Dans cet immense jardin, tout chante dans une liberté faite musique. Pour la plupart des sonates, une forme binaire structure la pièce, avec pour chaque partie une reprise, et au sein de cette contrainte formelle s’invente une prolifération de thèmes avec une fantaisie créative, de l’inattendu jusqu’au contraste fulgurant, et se déploie un langage à nul autre pareil de ce napolitain devenu compositeur espagnol.

Contemporain de J S Bach, Händel, F Couperin, Scarlatti part dans la péninsule ibérique en 1720, au service de Maria Barbara à Lisbonne, puis à Madrid lorsqu’elle deviendra Reine d’Espagne par son mariage avec Ferdinand VI. Il y est son professeur, et claveciniste à la Cour.

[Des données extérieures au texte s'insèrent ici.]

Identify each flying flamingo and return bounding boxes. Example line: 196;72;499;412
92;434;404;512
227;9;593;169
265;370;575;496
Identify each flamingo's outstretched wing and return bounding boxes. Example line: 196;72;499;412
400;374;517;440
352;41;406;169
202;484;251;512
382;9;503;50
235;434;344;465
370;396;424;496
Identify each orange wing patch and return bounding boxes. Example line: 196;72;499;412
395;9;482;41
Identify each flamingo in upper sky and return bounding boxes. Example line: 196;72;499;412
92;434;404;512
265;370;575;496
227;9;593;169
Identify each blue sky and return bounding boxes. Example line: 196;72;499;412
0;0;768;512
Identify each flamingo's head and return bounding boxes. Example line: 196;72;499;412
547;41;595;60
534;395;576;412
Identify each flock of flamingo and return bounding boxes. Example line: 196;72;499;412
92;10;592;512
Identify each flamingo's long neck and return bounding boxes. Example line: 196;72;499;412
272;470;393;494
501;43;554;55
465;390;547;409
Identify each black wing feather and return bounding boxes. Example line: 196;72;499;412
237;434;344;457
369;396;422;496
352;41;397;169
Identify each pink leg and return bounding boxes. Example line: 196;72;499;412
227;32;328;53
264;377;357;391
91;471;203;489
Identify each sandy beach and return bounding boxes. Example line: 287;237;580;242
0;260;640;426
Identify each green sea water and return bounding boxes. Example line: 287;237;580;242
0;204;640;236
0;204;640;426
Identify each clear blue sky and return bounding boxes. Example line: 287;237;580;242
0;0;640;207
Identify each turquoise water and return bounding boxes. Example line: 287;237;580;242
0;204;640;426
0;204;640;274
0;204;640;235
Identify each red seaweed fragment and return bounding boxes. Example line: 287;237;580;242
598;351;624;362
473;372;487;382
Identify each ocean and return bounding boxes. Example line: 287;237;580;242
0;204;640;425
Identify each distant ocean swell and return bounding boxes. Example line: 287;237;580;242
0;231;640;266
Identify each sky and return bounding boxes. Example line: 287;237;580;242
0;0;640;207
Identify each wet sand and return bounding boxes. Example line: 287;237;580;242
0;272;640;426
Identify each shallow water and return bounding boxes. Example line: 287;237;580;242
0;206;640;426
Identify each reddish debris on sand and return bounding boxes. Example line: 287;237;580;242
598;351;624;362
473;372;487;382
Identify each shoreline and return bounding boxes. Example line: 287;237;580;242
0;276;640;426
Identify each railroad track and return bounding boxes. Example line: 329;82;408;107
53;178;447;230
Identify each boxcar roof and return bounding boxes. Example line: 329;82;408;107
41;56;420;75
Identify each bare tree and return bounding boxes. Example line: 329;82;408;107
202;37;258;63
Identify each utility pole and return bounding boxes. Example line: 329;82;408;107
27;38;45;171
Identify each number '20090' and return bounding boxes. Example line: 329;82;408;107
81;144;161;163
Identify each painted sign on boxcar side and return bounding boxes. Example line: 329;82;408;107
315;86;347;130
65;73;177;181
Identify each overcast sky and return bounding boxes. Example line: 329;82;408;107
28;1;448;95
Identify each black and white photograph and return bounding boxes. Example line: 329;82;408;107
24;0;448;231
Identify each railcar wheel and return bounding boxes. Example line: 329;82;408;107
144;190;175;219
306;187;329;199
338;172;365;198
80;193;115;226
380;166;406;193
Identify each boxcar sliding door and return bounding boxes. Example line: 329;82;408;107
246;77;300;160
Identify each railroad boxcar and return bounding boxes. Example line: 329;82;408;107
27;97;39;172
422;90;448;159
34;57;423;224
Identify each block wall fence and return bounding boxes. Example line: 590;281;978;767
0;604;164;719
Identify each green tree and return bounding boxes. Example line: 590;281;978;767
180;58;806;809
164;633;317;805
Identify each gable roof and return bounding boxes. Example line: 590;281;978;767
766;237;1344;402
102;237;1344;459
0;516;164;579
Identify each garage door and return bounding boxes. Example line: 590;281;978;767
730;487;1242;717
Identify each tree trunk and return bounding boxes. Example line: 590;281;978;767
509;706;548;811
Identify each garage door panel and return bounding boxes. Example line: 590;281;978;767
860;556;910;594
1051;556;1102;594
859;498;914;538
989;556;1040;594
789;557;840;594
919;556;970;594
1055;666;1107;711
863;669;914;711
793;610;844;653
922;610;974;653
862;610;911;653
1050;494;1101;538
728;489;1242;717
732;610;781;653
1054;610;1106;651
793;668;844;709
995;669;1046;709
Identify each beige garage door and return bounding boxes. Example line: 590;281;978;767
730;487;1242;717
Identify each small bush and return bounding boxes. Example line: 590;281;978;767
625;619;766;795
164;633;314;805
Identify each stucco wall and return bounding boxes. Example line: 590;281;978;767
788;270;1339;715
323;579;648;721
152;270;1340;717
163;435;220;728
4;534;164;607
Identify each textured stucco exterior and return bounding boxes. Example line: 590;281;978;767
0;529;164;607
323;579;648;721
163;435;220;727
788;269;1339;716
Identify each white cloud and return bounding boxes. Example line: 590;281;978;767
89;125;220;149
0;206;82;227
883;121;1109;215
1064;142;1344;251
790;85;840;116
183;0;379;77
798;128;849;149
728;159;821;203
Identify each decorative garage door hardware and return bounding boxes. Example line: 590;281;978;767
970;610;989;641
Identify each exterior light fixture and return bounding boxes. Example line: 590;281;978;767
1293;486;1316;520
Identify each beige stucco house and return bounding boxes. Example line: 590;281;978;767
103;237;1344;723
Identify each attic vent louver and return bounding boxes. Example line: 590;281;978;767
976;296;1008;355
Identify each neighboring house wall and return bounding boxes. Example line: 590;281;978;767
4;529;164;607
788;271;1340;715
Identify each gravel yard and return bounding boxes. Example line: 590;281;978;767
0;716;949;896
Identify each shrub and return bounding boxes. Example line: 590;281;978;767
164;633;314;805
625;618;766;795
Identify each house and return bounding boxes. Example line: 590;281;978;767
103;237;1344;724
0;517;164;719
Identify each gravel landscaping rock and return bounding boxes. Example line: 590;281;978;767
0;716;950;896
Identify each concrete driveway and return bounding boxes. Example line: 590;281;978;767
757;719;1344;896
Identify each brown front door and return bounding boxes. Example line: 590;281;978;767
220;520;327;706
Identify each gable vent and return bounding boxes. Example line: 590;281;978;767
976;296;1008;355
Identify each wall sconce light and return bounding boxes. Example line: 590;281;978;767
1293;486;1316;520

La richesse et la grande ouverture de son écriture ont pour origine avec la musique baroque italienne, la simple inventivité des thèmes de Canzones, la souplesse de la modalité avec ses couleurs, le contrepoint et ses imbrications, la fantaisie des Toccatas de Frescobaldi, la connaissance depuis l’enfance de l’opéra – il était aussi un bon chanteur – mais aussi la fréquentation de la musique populaire de l’Andalousie et le flamenco ancien, que ce soit par son chant ou sa danse, ou plus tard la musique de la rue à Madrid, la présence de la guitare, ses cordes pincées et son jeu, entres notes répétées et accords battus, puis la possibilité de toucher les instruments de son époque tels le clavicorde et le pianoforte florentin (Cristofori) à la Cour. L’évolution du langage à cette époque, entre la musique andalouse et son jeu entre chant aux tournures improvisées et accompagnement à la guitare, et la musique pour clavier avec la recherche du tempérament en ce dix-huitième siècle, donne place à une invention harmonique qui lui est particulière : à un jeu de modulations parfois lointaines jusqu’à l’étrangeté se joignent dans l’accompagnement certains accords qui intègrent des notes étrangères à l’accord, comme des appogiatures tenues, ou acciacature, et ces accords extrêmement dissonants sont ponctuels, et frappés tels quels.

« Beaucoup de fracas »

                                                      Jean-Philippe Rameau

Parfois, certaines pièces annoncent l’écriture de Joseph Haydn, l’improvisation modulante de Beethoven avec ses violents contrastes, Clementi, la mélodie cantabile de Schubert, et de nombreux compositeurs s’y intéresseront tels Brahms, Messiaen, ou Belà Bartok qui le jouait, paraît-il, avec un toucher merveilleux sur son piano.

 

L’interprète est invité a fortiori à jouer ces sonates au clavecin ou au pianoforte, comme a choisi Enrico Baiano, ou au clavicorde parfois, pour se confronter à un toucher, une liberté qui se manifestent dans une souplesse des tempi entre les passages chantés et les passages au rythme plus rigoureux, le goût de l’improvisation qui se manifeste non seulement dans le tempo et les trilles, mais aussi dans des mélismes d’ornementation, et un jeu d’accents parfois marqués avec agressivité, percussifs avec les dissonances. La reprise, tradition baroque, est l’occasion de diversifier son jeu : une même page peut être jouée de tant de manières diverses.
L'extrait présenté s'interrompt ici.